When "Work Friends" Become "Real Friends"

When my career began, Emotional Intelligence was taboo. Actually, EQ had barely been invented and definitely was never talked about in management circles of corporations I worked in and with. In fact, an early mentor advised me to hide all emotions and live by the mantra: Die before cry!

I was lucky to have mentors early on and knew it. They became people to lean on when I was confused, curious, frustrated, or anxious--you know, emotional. People didn't show emotions at work back then, which also meant pretty shallow work relationships were the norm. If you had one or two "work friends," you were lucky. They were always called "work friends" and rarely were invited to intermingle with "real life friends."

Today's workplaces are different.

Today, EQ is emphasized all over the place! It's emphasized for leaders and managers, sales people, customer service associates--we're all encouraged to form relationships, genuine ones, with business associates now. It is clear now how employees benefit personally and how organizations benefit financially when EQ is high, so people are more open with "work friends" than in the past.

One of the best examples of such openness happened just this week.

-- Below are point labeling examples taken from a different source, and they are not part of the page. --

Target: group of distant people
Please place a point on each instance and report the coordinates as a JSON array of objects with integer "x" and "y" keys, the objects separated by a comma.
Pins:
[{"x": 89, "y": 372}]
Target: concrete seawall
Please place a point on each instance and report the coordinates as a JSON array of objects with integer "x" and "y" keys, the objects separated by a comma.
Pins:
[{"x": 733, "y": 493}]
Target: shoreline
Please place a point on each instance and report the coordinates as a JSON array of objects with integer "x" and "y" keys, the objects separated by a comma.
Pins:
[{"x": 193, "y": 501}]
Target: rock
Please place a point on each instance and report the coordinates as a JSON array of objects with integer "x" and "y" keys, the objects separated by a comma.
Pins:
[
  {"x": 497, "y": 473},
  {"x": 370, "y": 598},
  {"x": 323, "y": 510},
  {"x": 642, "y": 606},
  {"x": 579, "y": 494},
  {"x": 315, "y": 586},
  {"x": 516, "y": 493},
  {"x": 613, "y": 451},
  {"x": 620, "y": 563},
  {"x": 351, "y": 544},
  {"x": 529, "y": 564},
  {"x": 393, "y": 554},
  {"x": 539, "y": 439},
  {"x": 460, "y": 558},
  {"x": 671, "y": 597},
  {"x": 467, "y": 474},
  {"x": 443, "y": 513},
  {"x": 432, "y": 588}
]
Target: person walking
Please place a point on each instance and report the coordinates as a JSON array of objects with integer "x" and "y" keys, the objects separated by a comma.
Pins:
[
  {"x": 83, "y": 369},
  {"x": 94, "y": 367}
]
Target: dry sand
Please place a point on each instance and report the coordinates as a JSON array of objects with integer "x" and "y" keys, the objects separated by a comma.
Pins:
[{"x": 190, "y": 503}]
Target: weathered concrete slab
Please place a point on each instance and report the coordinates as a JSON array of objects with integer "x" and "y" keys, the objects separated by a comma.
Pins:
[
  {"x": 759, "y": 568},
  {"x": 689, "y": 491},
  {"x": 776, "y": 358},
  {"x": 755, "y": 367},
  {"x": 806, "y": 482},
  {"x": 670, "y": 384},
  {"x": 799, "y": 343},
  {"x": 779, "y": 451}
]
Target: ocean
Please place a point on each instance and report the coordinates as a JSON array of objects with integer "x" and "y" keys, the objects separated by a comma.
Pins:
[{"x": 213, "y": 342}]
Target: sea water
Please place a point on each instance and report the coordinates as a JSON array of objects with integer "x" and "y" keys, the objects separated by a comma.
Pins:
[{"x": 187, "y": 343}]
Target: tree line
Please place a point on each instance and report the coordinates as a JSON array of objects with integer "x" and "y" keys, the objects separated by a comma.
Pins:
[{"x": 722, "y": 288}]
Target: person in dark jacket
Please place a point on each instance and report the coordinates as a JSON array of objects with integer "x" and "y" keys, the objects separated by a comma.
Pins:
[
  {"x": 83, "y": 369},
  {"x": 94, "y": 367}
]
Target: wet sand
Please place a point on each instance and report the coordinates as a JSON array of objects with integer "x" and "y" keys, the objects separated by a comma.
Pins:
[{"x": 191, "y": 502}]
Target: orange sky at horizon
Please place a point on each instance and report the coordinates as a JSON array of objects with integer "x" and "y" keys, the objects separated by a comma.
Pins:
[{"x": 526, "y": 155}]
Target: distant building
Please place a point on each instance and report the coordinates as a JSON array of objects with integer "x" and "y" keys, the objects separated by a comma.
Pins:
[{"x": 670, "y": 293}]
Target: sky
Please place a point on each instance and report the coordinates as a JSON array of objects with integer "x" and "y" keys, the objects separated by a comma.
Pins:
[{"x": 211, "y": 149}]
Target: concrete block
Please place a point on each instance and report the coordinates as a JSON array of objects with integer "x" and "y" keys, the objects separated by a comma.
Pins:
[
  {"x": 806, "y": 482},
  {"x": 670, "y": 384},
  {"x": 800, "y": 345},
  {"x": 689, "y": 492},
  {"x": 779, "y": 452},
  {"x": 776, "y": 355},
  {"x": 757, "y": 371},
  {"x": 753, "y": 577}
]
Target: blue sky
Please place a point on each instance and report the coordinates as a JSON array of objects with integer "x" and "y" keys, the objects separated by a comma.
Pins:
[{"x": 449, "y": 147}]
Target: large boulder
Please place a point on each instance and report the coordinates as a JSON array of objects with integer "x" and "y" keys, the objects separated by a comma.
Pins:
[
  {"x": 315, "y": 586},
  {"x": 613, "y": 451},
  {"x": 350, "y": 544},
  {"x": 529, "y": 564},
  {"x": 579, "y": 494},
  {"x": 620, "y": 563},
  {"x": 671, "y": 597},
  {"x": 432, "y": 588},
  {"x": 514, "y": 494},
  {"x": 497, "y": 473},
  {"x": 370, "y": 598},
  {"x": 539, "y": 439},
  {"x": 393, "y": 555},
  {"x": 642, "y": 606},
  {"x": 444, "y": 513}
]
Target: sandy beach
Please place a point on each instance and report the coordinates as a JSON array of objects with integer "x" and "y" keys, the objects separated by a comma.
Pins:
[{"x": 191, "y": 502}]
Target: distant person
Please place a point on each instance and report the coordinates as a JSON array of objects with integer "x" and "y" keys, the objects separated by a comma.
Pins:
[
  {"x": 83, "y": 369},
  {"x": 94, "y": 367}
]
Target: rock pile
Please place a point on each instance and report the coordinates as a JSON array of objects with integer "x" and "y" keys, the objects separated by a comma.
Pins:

One of my "work friends" is going through a tough time financially right now--heck, these days, she's hardly unique, right? While she's experienced the turbulent flow of emotions, she's doing pretty well in that regard now. What struck me in a recent coffee chat with her was not how open she was sharing her emotions with me, it was how open she was sharing them with several "work friends." She mentioned sharing her situation with ten or so others in the same committee we are on, and she described how generous each had been.

They were generous in ways not measured financially.
It would be too personal to divulge in this forum, but as she shared examples of the simple kindness shown by so many people, tears welled up in her eyes. And in mine.

I was stunned by so many "work friends" giving so compassionately of themselves, and not one had discussed it in the committee. Not one spoke even one word of her situation in a gossipy, derogatory manner. Many on the committee gave of themselves in a deeply personal, selfless, and loving way which never would have happened twenty years ago.

You see, when the organization is highly Emotionally Intelligent, as the committee we share is, genuine relationships really do form. When "work friends" become "real friends," magic happens.